Why street cops should use woodland tracking tactics
Given the right conditions, you can use tracking to find or eliminate areas where a suspect may be hiding
The call came in about 0900 on a Monday in March. The requesting agency was emphatic that we come, even though it was out of our jurisdiction. We arrived to find the crime scene a short distance from the parking lot in a wooded area. One victim – the scene was gruesome. The agent in charge let us know that the dead female lying naked in the stream was likely another victim of a serial killer who was thought to be working the region.
After the briefing, my partner, Sam and I split up to look for track evidence, specifically the perpetrator’s tracks. Sam worked a large spiral search well away from the body, while I took the inside spiral. The first thing I noticed was the absence of track evidence supporting the situation report. The victim weighed more than 200 pounds and yet there was not enough disturbance — or what a tracker calls ‘sign’ — around the body.
The area was full of moss-covered rocks that would have easily showed sign of the victim being dragged. Perhaps someone carried her? Doubtful, because there would be another set of heavy tracks and a lot of moss missing from the rocks.
Working the Sign
The victim’s barefoot track was clearly visible on the soft, moist forest floor. I began to work this track away from the body, heading in a northerly direction. Once the track came out of the stream bed, it was still easy to follow. I was making good time when I came face-to-face with Sam. He had found and followed the victim’s tennis shoe tracks to a point where he found her clothes neatly piled on the ground, including her shoes. From that point, he followed her barefoot tracks to where we met.
We discussed our findings — specifically the lack of any tracks in the area other than those of the victim and the investigator. Given the excellent tracking conditions in the area and the lack of sign, we were able to conclude that the victim was the only person that had been in the area at the time of her death. We concluded that she either died from exposure or overdose.
We made our observations and conclusions known to the agent in charge. He took it with more than a little professional skepticism. The autopsy would later reveal the cause of death as hypothermia. She had escaped from a mental institution and died of exposure.
Any Cop Can Do This
You may be thinking that the tracking Sam and I did was way beyond your ability, but that is not the case. Granted, we have had decades of experience and careers where we use tracking daily, but I guarantee that you are better at tracking than you realize. I have trained thousands of officers in a variety of disciplines and have never seen a skillset that is so easily acquired. There is nothing magical or mystical about tracking.
It is merely the act of observing physical evidence to determine where someone has traveled or not traveled — nothing more. It is what you do in your investigations all of the time — you observe, gather evidence and act. The difference with tracking is that the evidence, or sign, moves you along a path to find what you are searching for.
Sometimes the tracks — sign — will not be obvious, requiring the officer to “cut for sign.” In other words, the officer should look around the crime scene in places that would lend themselves to capturing and holding tracks.

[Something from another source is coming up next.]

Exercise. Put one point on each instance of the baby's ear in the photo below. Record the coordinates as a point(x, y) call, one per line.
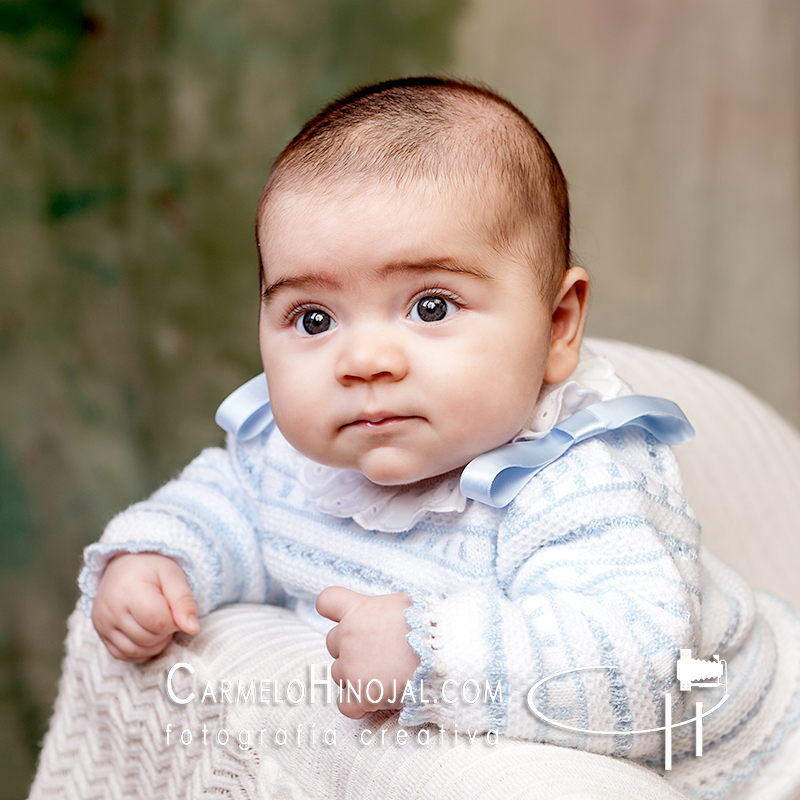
point(569, 317)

Just by encouraging patrol officers to be ’track aware,’ we can greatly increase officer safety and success in suspect apprehension.
Being track aware is being cognizant of the presence of track evidence and its value. This is one of the reasons we teach a tracking course specifically designed for the patrol officer. Being first on scene, officers, if properly trained, can save lives and solve crimes.
What Can Tracking Do?
There is an old adage in the tracking world that goes something like this, “There is a story on the ground to be told and it’s the tracker’s job to tell it.” Replace tracker with patrol officer and you have put yourself into the equation. Given the right conditions, you can use tracking to find or eliminate areas where the suspect may be hiding.
Tracking can be used to determine a fleeing suspect’s direction of travel, enabling placement of the perimeter. I have dozens of cases where we reconstructed crime scenes and made convictions based solely on track evidence. Tracking can actually expand the crime scene and lead to discovery of otherwise-missed evidence. It is very helpful, as in the example above, to confirm or disprove a report or theory.
Even if you are a municipal officer, tracking will have great value. Look around the scene for places that will retain a track, like muddy areas or soft ground. Below are some areas that will be worth a look, even in a suburban or urban area.
- Around buildings or houses
- In flower beds
- Along ditches
- Any steep bank
- Dirt areas
- Sand boxes
- Dog lots
- Under the eaves of a structure
- Dirt in the street gutter
- In carpeted areas
- On paper products
If you’re tracking at night, remember to hold the flashlight at a low angle near the ground. This will create more shadow effect on the track and reveal better detail. Try to place the track between you and your light source — it will be easier to see. On hard floor surfaces such as concrete, wood, or tile, roll your light across the floor to pick up tracks.
Be “track aware” and look at the ground. Often, you will find that it has a story to tell.